Silicon Valley Bank closure disrupts the NFT space

Silicon Valley Bank closure disrupts the NFT space

USDC, one of the largest stablecoins, has lost its USD peg and hit its all-time low on Saturday, March 11, after Circle announced that Silicon Valley Bank (SVB) held some of its cash reserves.

USDC hits its all-time low as SVB collapses

Circle, the company behind USDC, revealed that $3.3 billion of its $40 billion USDC reserves were held at the collapsed, crypto-friendly lender, Silicon Valley Bank. The stablecoin broke its 1:1 USD peg and plunged as low as $0.88 on Saturday, then recovered slightly and is currently being traded at $0.95.

Silicon Valley Bank crashed on Friday, March 10, and made history as the largest US bank collapse since the 2008 financial crisis. The collapse left global markets in chaos, and billions of dollars from investors and companies were stranded therein. 

Investors have been on their toes since the news and have cashed out more than $2.6 billion USDC on Saturday. Coinbase, a major crypto-exchange platform and USDC co-supporter, temporarily suspended the conversion between stablecoin USDC and USD. The platform, however, assured the investors that their assets remain safe & available for on-chain transactions.

Circle, USDC’s issuer, said that SVB was one of the six banks that held USDC’s cash reserves and that USDC would still be operational without the 7% reserve held at SVB. Several other crypto companies have announced their connection with Silicon Valley Bank (SVB) and how the contagion has affected them.

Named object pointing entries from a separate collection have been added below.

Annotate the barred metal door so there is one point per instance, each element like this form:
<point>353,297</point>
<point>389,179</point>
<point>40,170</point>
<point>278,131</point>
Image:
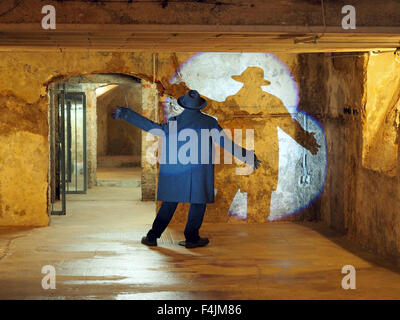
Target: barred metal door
<point>68,163</point>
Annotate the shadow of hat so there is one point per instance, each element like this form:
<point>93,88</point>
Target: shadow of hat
<point>192,101</point>
<point>253,75</point>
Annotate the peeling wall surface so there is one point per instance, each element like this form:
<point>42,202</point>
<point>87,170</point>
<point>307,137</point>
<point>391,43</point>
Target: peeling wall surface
<point>290,177</point>
<point>357,95</point>
<point>118,138</point>
<point>344,184</point>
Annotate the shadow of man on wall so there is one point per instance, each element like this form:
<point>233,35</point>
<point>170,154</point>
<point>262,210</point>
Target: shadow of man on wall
<point>253,108</point>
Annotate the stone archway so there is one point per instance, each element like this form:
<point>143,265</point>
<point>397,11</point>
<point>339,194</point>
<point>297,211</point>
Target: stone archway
<point>148,104</point>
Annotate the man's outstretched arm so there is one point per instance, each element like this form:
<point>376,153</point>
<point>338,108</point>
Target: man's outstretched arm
<point>127,114</point>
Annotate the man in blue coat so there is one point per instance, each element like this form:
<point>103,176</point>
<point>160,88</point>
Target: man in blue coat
<point>187,164</point>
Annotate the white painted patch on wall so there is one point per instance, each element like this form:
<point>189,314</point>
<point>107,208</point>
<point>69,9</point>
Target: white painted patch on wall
<point>210,74</point>
<point>238,206</point>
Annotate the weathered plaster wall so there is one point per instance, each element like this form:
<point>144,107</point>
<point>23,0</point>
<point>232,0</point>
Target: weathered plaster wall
<point>358,96</point>
<point>273,191</point>
<point>118,138</point>
<point>382,114</point>
<point>24,144</point>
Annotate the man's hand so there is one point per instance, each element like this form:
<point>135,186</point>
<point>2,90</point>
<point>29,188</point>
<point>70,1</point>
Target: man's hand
<point>119,112</point>
<point>312,144</point>
<point>257,163</point>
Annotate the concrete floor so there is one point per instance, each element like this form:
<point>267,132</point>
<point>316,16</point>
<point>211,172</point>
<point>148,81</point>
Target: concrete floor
<point>96,252</point>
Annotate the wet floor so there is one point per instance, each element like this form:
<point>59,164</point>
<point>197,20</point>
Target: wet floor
<point>96,253</point>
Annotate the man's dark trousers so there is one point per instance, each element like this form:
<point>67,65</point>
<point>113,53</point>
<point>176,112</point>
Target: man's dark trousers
<point>165,214</point>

The major companies that held their money in SVB include:

Yuga Labs

Yuga Labs, the $4 billion firm behind major NFT projects such as the Bored Ape Yacht Club, is exposed to SVB. The company’s co-founder, Greg Solano, announced that the firm has ‘super limited exposure’ to the failed crypto-friendly bank but did not disclose how much money was held at SVB.

The official further said that the SVB scenario has no impact on the firm’s plans and business but urged investors to be supportive of other tech/crypto companies that might be affected.


According to an SEC filing last month, Pantera has an unknown amount of money held at SVB. The crypto-focused venture capital company mentioned SVB among the three significant custodians of the company’s private funds. 


BlockFi, the collapsed crypto lender, filed for bankruptcy in November and held $227 million in a money market mutual fund at SVB. The documents filed on Friday related to the company’s bankruptcy proceedings show that the funds at SVB were not insured under the Federal Deposit Insurance Commission (FDIC).

Other NFT players exposed to SVB include Proof, Avalanche, and Nova Labs.

Effects of the Silicon Valley Bank Contagion on NFT floor prices

Due to disruption, most top NFT collections have attained lower price floors within the last 24 hours. Moonbirds have hit a low of 4.75 ETH ($6,965.44) and a decline of 25.6%. Otherdeed for Otherside has decreased by -0.7% with a price floor of 1.71693123155962 ETH ($2,515.50).

Here is a table showing the top ten NFT collections by price floor, market cap, and total volume:Silicon Valley Bank closure disrupts the NFT space - 1

Top 10 NFT collections’ price by 24H Trading Volume Source: Coingecko 

The swings in the crypto industry brought by the latest development, the fall of SVB and Silvergate, have shaken the DeFi sector as the markets struggle to regain their glory since the November 2021 winter.